Telah menceritakan kepadaku sekelompok ulama bahwa ketika Muhammad bin Ismail sampai ke negeri Naisabur dan orang-orang pun berkumpul mengerumuninya, maka timbullah kedengkian padanya dari sebagian ulama yang ada pada waktu itu. Sehingga mulailah diberitakan kepada para ulama Ahli hadits bahwa Muhammad bin Ismail berpendapat bahwa lafadh beliau ketika membaca Al-Qur’an adalah makhluk. Pada suatu majelis ilmu, ada seseorang berdiri dan bertanya kepada beliau: “Wahai Abu Abdillah (yakni Al-Bukhari), apa pendapatmu tentang orang yang menyatakan bahwa lafadhku ketika membaca Al-Qur’an adalah makhluk? Apakah memang demikian atau lafadh orang yang membaca Al-Qur’an itu bukan makhluk?”
Mendengar pertanyaan itu,
beliau berpaling karena tidak mau menjawabnya. Akan tetapi si penanya
mengulang-ulang terus pertanyaannya hingga sampai ketiga kalinya seraya memohon
dengan sangat agar beliau menjawabnya. Al-Bukhari pun akhirnya menjawab dengan
mengatakan: “Al-Qur’an kalamullah (perkataan Allah) dan bukan makhluk.

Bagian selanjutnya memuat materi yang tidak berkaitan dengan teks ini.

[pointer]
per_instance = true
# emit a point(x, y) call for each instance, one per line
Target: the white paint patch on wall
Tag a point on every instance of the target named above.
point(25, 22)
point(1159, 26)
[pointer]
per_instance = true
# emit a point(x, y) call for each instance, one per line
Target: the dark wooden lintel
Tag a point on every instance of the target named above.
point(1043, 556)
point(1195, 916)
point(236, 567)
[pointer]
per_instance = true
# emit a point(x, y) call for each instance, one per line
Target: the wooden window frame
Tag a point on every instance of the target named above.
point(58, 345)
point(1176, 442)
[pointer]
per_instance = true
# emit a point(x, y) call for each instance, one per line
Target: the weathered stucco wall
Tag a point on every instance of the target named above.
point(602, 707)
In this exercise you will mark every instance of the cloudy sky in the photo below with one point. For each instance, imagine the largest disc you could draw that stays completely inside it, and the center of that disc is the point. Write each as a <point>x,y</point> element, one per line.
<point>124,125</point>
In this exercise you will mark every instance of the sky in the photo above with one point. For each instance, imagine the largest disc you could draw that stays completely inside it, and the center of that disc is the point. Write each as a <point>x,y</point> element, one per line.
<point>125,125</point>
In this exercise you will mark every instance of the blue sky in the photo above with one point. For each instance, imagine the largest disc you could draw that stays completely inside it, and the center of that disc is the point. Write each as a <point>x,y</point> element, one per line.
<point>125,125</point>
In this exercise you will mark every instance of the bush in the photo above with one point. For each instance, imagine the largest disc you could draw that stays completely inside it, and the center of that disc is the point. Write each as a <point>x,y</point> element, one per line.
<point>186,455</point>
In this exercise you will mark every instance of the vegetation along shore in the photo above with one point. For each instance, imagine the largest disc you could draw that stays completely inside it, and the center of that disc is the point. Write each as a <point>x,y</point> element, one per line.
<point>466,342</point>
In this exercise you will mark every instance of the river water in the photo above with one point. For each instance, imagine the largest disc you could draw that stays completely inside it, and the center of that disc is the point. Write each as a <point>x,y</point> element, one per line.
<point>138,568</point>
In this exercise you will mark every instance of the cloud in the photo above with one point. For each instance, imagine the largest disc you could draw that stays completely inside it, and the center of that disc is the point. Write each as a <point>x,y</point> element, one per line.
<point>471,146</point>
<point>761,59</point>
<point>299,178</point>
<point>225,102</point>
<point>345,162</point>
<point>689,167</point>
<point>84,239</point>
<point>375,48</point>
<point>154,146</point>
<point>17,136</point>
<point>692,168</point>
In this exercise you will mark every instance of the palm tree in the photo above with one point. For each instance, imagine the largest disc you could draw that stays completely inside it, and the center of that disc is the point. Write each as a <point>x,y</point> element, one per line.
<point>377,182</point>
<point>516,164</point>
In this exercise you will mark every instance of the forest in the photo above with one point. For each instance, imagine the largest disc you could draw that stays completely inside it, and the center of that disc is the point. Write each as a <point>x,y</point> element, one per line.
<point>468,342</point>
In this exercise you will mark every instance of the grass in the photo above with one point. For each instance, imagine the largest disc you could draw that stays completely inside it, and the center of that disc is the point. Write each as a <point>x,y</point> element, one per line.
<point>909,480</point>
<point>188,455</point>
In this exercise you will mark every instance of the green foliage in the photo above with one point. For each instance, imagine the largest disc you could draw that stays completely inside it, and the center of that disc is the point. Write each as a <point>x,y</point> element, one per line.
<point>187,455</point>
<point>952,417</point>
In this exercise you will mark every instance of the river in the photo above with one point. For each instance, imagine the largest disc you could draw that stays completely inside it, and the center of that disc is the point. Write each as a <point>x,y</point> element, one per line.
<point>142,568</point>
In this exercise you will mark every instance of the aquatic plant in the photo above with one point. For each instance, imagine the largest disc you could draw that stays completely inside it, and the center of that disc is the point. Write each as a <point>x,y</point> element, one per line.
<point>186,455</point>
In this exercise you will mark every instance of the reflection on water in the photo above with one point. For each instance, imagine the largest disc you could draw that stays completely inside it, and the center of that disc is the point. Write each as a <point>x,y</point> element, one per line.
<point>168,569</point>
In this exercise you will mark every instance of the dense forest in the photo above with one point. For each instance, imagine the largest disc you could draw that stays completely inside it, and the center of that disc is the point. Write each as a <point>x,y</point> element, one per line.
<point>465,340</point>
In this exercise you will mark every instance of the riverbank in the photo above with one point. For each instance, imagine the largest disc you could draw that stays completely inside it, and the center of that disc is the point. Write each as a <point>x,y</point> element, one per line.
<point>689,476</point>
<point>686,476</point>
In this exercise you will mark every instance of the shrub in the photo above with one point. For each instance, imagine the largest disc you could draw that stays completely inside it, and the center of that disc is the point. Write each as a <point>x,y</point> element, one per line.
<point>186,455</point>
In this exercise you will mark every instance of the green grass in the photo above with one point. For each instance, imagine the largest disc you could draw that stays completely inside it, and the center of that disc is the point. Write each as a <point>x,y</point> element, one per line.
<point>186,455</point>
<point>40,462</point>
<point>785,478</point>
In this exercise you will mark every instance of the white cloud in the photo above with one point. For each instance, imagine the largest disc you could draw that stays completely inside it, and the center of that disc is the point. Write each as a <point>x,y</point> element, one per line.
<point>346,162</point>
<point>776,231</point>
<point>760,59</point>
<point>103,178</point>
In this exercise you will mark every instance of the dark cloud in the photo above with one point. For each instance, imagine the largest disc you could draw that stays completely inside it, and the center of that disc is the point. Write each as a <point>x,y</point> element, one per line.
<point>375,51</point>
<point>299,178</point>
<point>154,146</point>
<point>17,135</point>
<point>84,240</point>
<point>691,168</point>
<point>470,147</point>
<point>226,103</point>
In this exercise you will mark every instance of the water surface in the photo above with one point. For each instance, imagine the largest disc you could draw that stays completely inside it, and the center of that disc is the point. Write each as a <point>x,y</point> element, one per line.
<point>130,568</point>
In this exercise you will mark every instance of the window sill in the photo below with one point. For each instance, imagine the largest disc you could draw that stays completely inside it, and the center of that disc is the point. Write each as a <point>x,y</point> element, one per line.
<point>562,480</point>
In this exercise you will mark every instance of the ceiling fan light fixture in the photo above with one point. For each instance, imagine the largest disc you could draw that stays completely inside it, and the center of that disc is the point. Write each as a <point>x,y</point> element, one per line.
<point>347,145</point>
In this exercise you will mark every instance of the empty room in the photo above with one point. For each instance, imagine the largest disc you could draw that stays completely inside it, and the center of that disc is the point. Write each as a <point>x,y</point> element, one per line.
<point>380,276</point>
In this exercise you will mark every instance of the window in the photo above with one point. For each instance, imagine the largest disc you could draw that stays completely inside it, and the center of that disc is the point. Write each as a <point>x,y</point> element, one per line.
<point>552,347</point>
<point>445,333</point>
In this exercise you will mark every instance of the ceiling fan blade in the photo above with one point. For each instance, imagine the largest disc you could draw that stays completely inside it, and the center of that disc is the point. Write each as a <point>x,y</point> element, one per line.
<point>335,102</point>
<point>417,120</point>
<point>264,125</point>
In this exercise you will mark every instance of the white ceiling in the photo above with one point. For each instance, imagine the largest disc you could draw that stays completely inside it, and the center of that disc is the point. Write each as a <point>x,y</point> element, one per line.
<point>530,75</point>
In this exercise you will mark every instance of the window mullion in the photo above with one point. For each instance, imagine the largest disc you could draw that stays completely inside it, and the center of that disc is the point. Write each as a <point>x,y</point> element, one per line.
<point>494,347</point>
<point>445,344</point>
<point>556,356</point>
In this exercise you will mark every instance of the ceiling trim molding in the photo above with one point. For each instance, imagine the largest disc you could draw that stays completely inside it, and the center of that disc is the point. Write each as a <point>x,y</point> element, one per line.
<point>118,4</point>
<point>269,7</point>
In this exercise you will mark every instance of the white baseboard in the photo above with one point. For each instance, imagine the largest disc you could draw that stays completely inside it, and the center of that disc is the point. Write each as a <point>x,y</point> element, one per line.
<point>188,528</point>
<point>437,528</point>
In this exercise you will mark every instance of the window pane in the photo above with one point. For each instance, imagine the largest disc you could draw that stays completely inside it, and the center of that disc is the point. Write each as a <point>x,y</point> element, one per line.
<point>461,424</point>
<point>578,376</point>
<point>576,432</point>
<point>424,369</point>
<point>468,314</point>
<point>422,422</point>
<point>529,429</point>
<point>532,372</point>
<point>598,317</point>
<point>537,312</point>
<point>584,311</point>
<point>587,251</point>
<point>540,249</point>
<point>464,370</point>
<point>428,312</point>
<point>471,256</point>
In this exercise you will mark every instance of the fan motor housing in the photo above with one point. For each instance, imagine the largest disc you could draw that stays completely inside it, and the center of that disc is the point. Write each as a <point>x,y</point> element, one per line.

Sedangkan perbuatan hamba Allah adalah makhluk, dan menguji orang dalam masalah
ini adalah perbuatan bid’ah.”
Dengan jawaban beliau ini, si
penanya membikin ricuh di majelis dan mengatakan tentang Al-Bukhari: “Dia telah
menyatakan bahwa lafadhku ketika membaca Al-Qur’an adalah makhluk.” Akibatnya
orang-orang di majelis itu menjadi ricuh dan mereka pun segera membubarkan diri
dari majelis itu dan meninggalkan beliau sendirian. Sejak itu Al-Bukhari duduk
di tempat tinggalnya dan orang-orang pun tidak lagi mau datang kepada beliau.”
Al-Khatib Al-Baghdadi
meriwayatkan dari Ahmad bin Muhammad bin Ghalib dengan sanadnya dari Muhammad
bin Khasynam menceritakan: “Setelah orang meninggalkan Al-Bukhari, orang-orang
yang meninggalkan beliau itu sempat datang kepada beliau dan mengatakan:
“Engkau mencabut pernyataanmu agar kami kembali belajar di majelismu.” Beliau
menjawab: “saya tidak akan mencabut pernyataan saya kecuali bila mereka yang
meninggalkanku menunjukkan hujjah (argumentasi) yang lebih kuat dari hujjahku.”
Kata Muhammad bin Khasynam:
“Sungguh aku amat kagum dengan tegarnya dan kokohnya Al-Bukhari dalam berpegang
dengan pendirian.”
Kaum Muslimin di Naisabur
gempar dengan kejadian ini dan akhirnya arus fitnah melibatkan pula Al-Imam
Muhammad bin Yahya Adz-Dzuhli sehingga beliau menyatakan di majelis ilmu beliau
yang kini telah ramai kembali setelah orang meninggalkan majelis Al-Bukhari:
“Ketahuilah, sesungguhnya siapa saja yang masih mendatangi majelis Al-Bukhari,
dilarang datang ke majelis kita ini. Karena orang-orang di Baghdad telah
memberitakan melalui surat kepada kami bahwa orang ini (yakni Al-Bukhari)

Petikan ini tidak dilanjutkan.